Using GLM 5.2 with Neuralwatt's Energy-Based Billing

7 min

language: ja bn en es hi pt ru zh-cn zh-tw

Hello, I'm Munou.

I've been wanting to use GLM 5.2 recently but have been struggling to figure it out, so I'm writing this down.

Research

First, I researched where it could be used for free.

Cloudflare Workers AI offers a free tier for now, so I tried it. Wow, it's way too slow.

I guess that's to be expected, but perhaps because of the free tier, the response speed is terrible.

https://openrouter.ai/z-ai/glm-5.2

image.png

Currently, it takes 43 seconds just for the API response, so it's unusable. In fact, when I tried the official Z.ai site that I was using for testing, I didn't get any response at all, which is pretty bad.

It seems to be offered in Open Code's subscription plan as well, but the reviews from Redditors aren't very good, and the token consumption is so high that you hit the limit quickly, making it difficult to manage.

Also, if a model becomes less intelligent when compressed through quantization, there's no point in paying for it if it ends up being unusable. So, I decided to just scour the internet for reviews and interesting options. I registered with a few Chinese providers, but I stopped because information about the models being used wasn't made public.

Ultimately, Hacker News users were recommending a place called Neuralwatt, so I looked into it and found they have an interesting pricing model called energy-based billing.

image.png

The cost of use is variable depending on this power consumption, and you can check it on the official page as shown below.

https://portal.neuralwatt.com/pricing

image.png

You can also check the energy status to see how much power was consumed in a single request.

https://portal.neuralwatt.com/energy-pricing

image.png

Comparison with Codex

Based on my experience, GLM-5.2 (short, fast) has a response speed equivalent to Codex, which I use as my main tool, but in this case, the context is 200K.

The GPT 5.5 Medium used in Codex includes reasoning, so the maximum context length is likely 256k for combined input/output. To treat them as effectively equivalent, GLM-5.2 (short) would be the choice. Note that the "Fast" model lacks reasoning.

OpenAI GPT 5.5 :

https://help.openai.com/ja-jp/articles/11909943-gpt-55-in-chatgpt

image.png

Neuralwatt GLM-5.2 (short, fast) :

https://portal.neuralwatt.com/models/glm-5.2-short-fast

image.png

Neuralwatt GLM-5.2 (short) :

image.png

I originally switched to Codex because the response from Gemini CLI was too slow, and I was so impressed that I subscribed. In my experience, GLM-5.2 (short) is practically at the same speed level as Codex 5.5 Medium, making it very practical.

image.png

The ability to easily switch models when reasoning isn't even needed is a benefit of using Open Code. Regarding bug investigation, there were instances where a bug not found by Codex GPT 5.5 xhigh with the same prompt was discovered by the GLM 5.2 1048K context model. In this regard, I feel a slight difference in the training models, but for the most part, they are about the same.

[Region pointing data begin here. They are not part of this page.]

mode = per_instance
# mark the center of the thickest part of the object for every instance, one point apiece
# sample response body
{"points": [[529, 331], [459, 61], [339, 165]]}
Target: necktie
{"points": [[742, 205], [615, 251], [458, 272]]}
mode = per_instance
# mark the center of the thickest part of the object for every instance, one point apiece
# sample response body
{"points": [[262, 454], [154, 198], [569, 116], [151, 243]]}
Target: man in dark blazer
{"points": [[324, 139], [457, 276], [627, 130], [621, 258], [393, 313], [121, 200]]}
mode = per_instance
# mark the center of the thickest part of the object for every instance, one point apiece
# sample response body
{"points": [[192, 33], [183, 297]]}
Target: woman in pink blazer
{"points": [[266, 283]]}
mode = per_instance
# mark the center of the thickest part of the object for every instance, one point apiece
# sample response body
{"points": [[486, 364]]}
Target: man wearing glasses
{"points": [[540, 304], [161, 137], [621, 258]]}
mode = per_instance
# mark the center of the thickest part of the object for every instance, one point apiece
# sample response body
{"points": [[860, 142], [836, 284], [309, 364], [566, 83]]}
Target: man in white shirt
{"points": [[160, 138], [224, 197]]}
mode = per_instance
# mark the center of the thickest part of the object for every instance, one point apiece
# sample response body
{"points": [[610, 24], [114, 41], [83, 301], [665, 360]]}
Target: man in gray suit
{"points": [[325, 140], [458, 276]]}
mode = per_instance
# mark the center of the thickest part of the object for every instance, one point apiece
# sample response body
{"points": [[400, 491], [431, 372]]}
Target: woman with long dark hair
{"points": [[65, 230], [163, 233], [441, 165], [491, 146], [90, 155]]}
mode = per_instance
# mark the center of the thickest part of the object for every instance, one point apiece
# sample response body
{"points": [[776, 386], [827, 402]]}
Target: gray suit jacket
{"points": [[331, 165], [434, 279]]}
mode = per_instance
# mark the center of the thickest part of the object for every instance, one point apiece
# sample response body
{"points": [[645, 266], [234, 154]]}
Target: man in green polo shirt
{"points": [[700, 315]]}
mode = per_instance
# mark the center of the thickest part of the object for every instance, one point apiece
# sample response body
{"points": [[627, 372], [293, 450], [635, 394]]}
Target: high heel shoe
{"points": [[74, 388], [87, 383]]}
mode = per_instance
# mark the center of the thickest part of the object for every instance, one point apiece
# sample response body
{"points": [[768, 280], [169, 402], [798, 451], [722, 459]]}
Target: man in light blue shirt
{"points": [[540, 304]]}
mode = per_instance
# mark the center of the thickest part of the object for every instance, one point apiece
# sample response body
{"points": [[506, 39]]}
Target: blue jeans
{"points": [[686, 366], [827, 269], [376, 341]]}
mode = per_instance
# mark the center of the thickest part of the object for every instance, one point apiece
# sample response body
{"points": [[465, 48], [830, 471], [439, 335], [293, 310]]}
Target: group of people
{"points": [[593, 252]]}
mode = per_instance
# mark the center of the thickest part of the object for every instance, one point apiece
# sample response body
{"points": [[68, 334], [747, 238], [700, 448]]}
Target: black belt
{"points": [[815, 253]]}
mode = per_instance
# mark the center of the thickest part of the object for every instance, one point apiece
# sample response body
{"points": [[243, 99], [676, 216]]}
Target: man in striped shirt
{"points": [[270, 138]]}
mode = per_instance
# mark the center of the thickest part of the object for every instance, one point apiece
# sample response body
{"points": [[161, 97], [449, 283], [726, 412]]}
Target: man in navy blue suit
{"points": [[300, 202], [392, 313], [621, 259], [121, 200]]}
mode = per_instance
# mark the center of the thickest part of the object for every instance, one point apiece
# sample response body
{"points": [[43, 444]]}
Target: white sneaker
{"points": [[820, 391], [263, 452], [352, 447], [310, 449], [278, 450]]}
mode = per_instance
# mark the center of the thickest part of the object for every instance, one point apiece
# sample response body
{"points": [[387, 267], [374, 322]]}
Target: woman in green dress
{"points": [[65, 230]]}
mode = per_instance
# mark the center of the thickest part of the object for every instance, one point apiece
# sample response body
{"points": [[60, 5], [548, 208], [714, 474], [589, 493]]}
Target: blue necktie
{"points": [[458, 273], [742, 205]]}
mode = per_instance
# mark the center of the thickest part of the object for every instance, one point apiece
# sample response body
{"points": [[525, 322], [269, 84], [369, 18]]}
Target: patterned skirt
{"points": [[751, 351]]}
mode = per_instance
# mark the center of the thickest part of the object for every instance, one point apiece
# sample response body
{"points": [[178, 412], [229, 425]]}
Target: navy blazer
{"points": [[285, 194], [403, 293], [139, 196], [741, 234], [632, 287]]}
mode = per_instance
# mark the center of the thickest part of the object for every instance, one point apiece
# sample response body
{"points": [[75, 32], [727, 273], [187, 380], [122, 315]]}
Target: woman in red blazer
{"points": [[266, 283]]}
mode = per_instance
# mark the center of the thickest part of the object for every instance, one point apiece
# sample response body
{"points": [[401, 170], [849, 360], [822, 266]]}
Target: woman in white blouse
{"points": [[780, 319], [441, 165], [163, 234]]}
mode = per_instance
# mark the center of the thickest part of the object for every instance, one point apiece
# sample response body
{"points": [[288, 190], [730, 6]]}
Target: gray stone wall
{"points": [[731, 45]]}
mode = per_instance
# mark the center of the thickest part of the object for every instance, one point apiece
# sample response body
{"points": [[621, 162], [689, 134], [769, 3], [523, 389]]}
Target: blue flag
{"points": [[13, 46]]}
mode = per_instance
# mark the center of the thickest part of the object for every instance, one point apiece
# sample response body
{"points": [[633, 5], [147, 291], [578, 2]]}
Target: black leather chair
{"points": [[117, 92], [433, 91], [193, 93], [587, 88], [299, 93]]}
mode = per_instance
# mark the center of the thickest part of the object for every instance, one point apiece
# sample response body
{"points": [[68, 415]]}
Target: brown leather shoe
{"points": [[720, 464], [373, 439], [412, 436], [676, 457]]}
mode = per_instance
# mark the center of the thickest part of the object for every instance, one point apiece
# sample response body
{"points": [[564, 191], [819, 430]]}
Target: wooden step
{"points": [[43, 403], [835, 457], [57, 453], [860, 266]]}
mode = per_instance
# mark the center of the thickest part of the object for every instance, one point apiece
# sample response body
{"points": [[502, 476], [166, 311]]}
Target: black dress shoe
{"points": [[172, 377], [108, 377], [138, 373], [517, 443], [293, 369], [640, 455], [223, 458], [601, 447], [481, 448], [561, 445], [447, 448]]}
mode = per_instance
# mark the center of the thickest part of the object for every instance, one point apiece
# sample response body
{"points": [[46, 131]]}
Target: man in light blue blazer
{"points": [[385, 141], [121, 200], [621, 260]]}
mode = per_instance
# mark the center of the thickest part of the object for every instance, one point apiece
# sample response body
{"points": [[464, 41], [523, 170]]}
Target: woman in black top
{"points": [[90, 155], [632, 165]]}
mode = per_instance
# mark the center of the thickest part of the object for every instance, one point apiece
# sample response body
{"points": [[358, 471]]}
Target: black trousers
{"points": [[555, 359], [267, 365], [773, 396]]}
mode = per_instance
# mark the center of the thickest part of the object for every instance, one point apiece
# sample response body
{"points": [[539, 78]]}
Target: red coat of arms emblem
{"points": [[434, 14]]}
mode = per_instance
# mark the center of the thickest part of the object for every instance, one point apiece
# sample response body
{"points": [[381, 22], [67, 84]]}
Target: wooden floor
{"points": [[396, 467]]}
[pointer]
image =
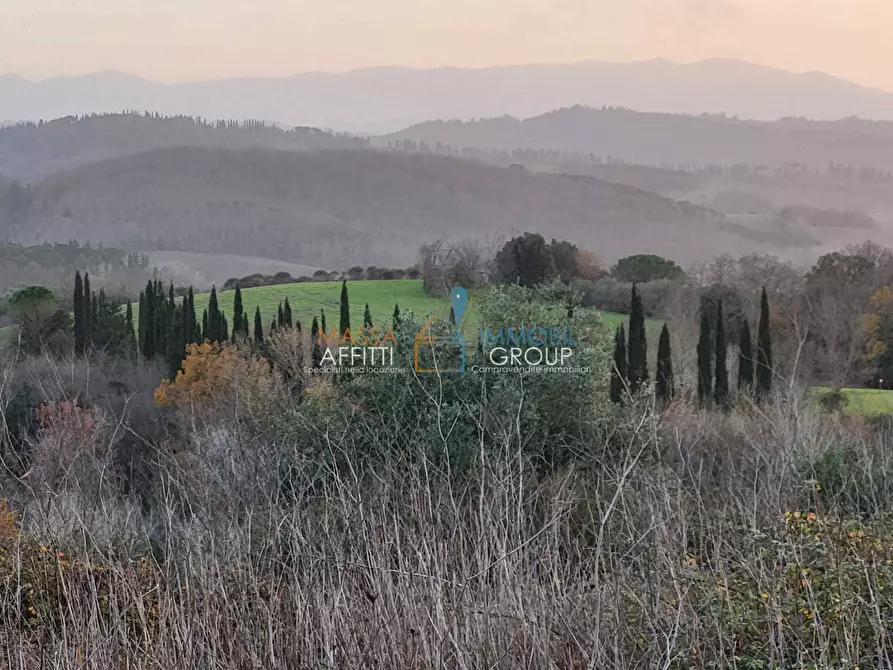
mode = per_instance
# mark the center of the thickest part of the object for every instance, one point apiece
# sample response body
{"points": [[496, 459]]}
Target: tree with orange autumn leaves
{"points": [[216, 374]]}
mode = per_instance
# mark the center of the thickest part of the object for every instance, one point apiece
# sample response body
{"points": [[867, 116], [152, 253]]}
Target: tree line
{"points": [[755, 365]]}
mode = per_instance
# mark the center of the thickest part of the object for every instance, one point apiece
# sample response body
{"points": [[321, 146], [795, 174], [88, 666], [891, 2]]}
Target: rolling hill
{"points": [[670, 140], [339, 208], [385, 99], [30, 151]]}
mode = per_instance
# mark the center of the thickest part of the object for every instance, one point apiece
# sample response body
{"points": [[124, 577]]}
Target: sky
{"points": [[186, 40]]}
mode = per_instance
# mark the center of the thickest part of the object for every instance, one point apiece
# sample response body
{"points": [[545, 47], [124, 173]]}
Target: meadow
{"points": [[308, 298], [863, 401]]}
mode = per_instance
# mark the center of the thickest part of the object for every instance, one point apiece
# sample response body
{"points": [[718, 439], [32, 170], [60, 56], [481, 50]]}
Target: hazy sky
{"points": [[177, 40]]}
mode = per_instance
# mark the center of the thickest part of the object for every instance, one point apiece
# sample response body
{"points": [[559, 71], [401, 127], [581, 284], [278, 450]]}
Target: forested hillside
{"points": [[338, 208], [671, 139], [29, 151]]}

If they are about the same, I sometimes think it might be more economical to use a pay-as-you-go system where the balance doesn't decrease much. However, the cost-performance of the Codex quota available through a ChatGPT subscription is hard to give up, so it's a tough call.

However, my gut feeling is that if Codex becomes temporarily unavailable, or if you've used up your quota and don't want to add more subscriptions, or if Codex quota consumption accelerates, it's a very strong candidate as a backup LLM.

image.png

After using GLM 5.2 with a 1048K maximum context quite a bit during my off-hours, my balance went from an $11 charge to $8.09 remaining over 24 hours, so it cost about $3.

Considering it can handle bug investigations and perspective corrections that GPT 5.5 misses, being able to use it at this price point seems like a great option for Codex users who don't want to deal with Claude (which requires a subscription and has no free tier).

Other Models

I think Xiaomi's MiMo 2.5 is actually quite useful, but there's still so little information that I haven't been able to research it fully yet.

https://mimo.xiaomi.com/mimo-v2-5/

It's available for free on Open Code Go, and it feels like there are no limits even if you keep running it, so being able to use it essentially unlimited is quite good, but since I don't know the model details of MiMo 2.5 Free itself, I can't say for sure. It's excellent enough that I'm considering paying a bit to use it. Especially since, even though it's likely used for training, if you leave it for a while, it can handle a fair amount of corrections and app creation, so I feel like I can leave tasks like creating throwaway scripts to it.